A Slip sheet is “a corrugated, solid fiber, or plastic sheet onto which a unit load can be assembled. A protruding short panel can be grasped by the jaws of a pull-pack truck and the load pulled back onto the pull-pack platform.”

==Construction==
Several constructions are available. replacing traditional wooden pallets. The unit load is usually stretch wrapped or shrink wrapped for stability.

Many are constructed of corrugated fiberboard or a thick solid fiber sheet. They are typically the size of a pallet or of the load to go on a pallet. One or more sides has a lip which extends from the load to allow grasping by a special push-pull attachment on a modified fork truck.

Plastic slip sheets can be made of corrugated plastic or a molded shape. Sometimes, the lip on the slipsheet can extend on all sides resembling a tray or shallow basket. These slip sheets are well suited to a returnable and reusable closed-loop system.

==Use==
A common usage would be for the slip sheet to be placed on a pallet and loaded with boxes or bags. This loaded pallet might be going to a warehouse for storage: most slip sheets are not rigid enough to support loads in warehouse racks.
When needed, the load can be called to the loading dock where a special fork lift truck will grab the lip of the slip sheet and pull it onto a flat steel platform. Some roller platforms are also available.

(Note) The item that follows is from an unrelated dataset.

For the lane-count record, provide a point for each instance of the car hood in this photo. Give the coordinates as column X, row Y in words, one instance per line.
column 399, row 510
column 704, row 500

The slip sheet and load are then loaded onto a truck, rail car, of intermodal container and placed on the floor. This reduces the volume and weight of the pallet for shipment. At the end of the shipment, similar fork trucks with puch-pull attachments grab the loads and place them on pallets for further storage, distribution, or use,

==Comparison with pallets==
Each system has some advantages. A thorough analysis is useful to determine all cost factors for a particular situation. The primary advantages of a slip sheet system, is the reduction in material cost compared with a pallet and the ability to increase the density of packages per truck or shipping container. The disadvantages might include the need for special handling equipment at both ends of the shipment.